Travolto in strada, muore ex carabiniere

30 Ottobre 2019

Giuseppe Tacconelli, 82 anni, investito davanti casa da una Lancia Y guidata da una 61enne di Ripa. Il pm ordina l’autopsia

CHIETI. È morto cinque ore dopo essere stato investito davanti casa. Non ce l’ha fatta Giuseppe Tacconelli, 82 anni, carabiniere in pensione. Il decesso è avvenuto la scorsa notte all’ospedale Santissima Annunziata di Chieti, dove l’anziano era stato trasportato per le gravi ferite riportate in un incidente successo in via Masci, una delle principali strade d’accesso alla città. Il sostituto procuratore di turno, Lucia Anna Campo, ha aperto un’inchiesta e ordinato l’autopsia: l’investitrice è indagata con l’accusa di omicidio stradale.
La tragedia si è consumata nel tardo pomeriggio di lunedì. Tacconelli stava attraversando la strada per tornare nella sua abitazione, al civico 94, dopo essere stato nel deposito vicino casa. Il pensionato era a pochi metri dal cancello quando è stato preso in pieno da una Lancia Ypsilon vecchio modello, di colore bianco, guidata da una donna residente a Ripa Teatina, D.V. le sue iniziali, 61 anni. L’impatto è stato molto violento: l’ex militare dell’Arma è finito sull’asfalto, riportando un trauma cranico e fratture multiple. Erano le 18.55. L’investitrice e i familiari, nel frattempo scesi in strada, lo hanno subito soccorso. Quando sul posto, nel giro di pochi minuti, sono arrivati medico e infermiere del 118, l’anziano era cosciente. Le sue condizioni sono apparse comunque gravi, tant’è che è stato trasportato al policlinico in codice rosso. «Non l’ho proprio visto», ha detto l’automobilista, sotto choc, ai primi soccorritori. La dinamica dell’incidente è stata ricostruita dagli agenti della polizia locale, coordinati dalla comandante Donatella Di Giovanni.
Dopo l’ingresso in pronto soccorso, i medici hanno fatto di tutto per salvare la vita a Giuseppe. Ma le sue condizioni si sono ulteriormente aggravate con il passare delle ore: il pensionato ha perso conoscenza e, dopo mezzanotte, il suo cuore ha smesso di battere.
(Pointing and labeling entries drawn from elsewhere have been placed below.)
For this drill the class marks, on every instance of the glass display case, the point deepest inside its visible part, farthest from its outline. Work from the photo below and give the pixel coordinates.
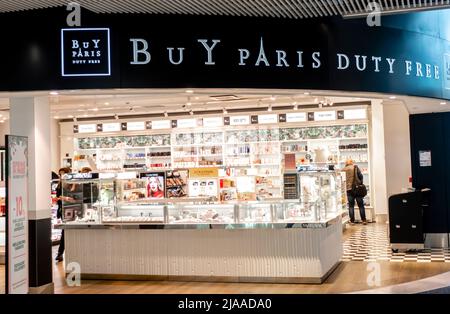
(320, 193)
(85, 196)
(92, 200)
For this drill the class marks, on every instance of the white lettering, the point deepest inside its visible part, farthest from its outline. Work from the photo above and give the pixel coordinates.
(347, 61)
(244, 54)
(281, 57)
(316, 63)
(364, 65)
(262, 55)
(408, 67)
(137, 51)
(209, 49)
(377, 63)
(391, 65)
(300, 59)
(180, 58)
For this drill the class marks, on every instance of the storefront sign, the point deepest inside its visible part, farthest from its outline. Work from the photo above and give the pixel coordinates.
(240, 120)
(447, 71)
(87, 128)
(325, 116)
(425, 158)
(85, 52)
(111, 127)
(204, 172)
(135, 126)
(267, 118)
(212, 122)
(161, 124)
(355, 114)
(17, 215)
(296, 117)
(187, 123)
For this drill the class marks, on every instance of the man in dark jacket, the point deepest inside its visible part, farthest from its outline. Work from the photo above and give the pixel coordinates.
(349, 170)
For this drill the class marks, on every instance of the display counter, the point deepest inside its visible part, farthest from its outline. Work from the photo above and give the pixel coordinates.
(112, 236)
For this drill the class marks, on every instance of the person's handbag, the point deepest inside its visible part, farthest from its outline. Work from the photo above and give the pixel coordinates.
(358, 188)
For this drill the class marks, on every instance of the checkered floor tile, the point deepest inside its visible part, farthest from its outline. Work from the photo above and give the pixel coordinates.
(370, 243)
Una tragedia senza fine per la moglie Mafalda, la figlia Sonia, il figlio Giancarlo e i nipoti che erano legatissimi a nonno Giuseppe, una vita dedicata al lavoro e alla famiglia.
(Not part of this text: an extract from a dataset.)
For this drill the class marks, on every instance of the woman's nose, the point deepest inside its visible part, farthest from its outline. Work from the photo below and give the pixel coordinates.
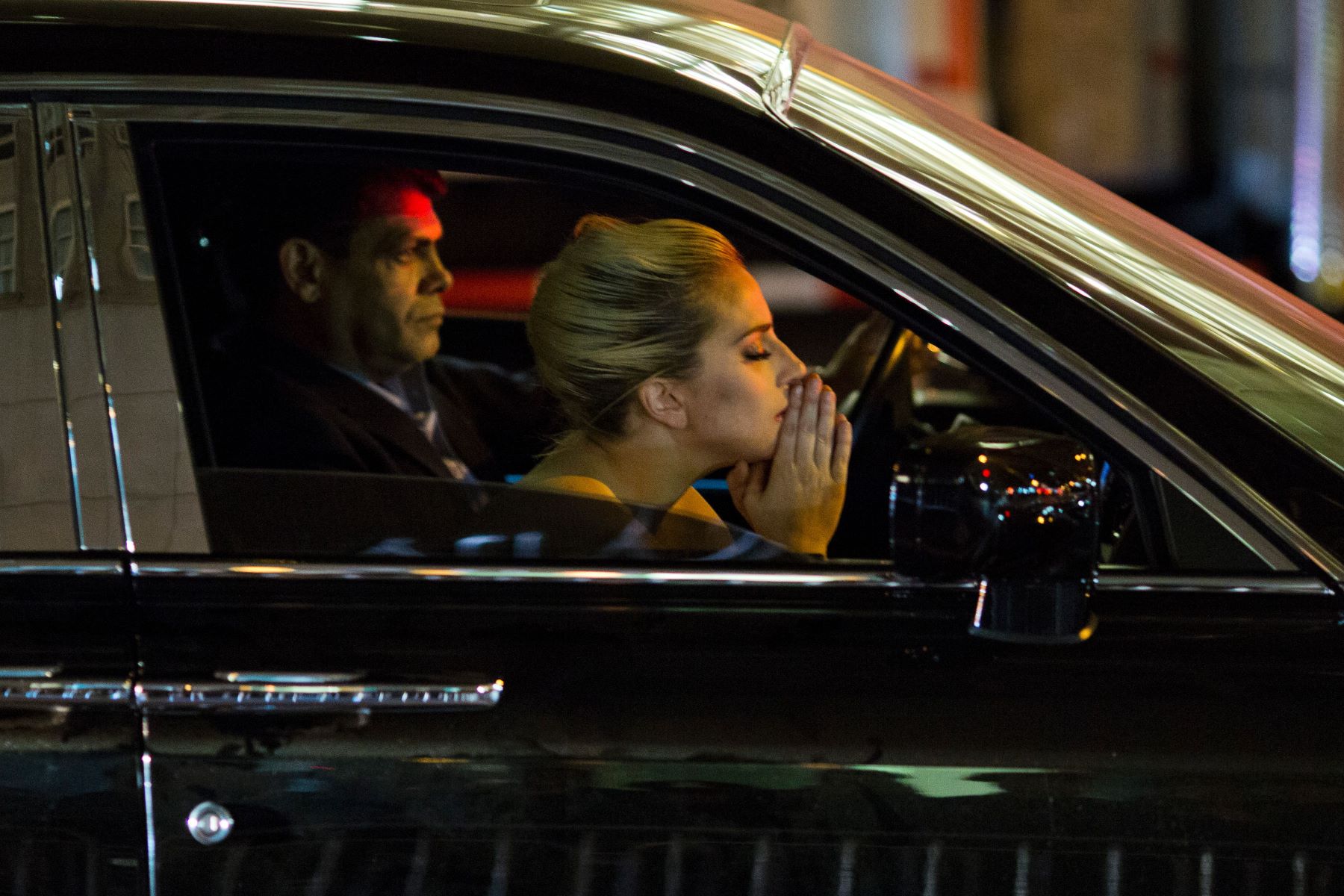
(791, 367)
L’inchiesta della procura sta muovendo i primi passi dopo l’informativa consegnata ieri mattina dai vigili urbani. L’utilitaria è finita sotto sequestro. L’iscrizione dell’automobilista sul registro degli indagati è un atto dovuto, in vista di un esame irripetibile come quello dell’autopsia, che consentirà alla donna di nominare un proprio consulente. Stamattina il pm affiderà l’incarico al medico legale Pietro Falco.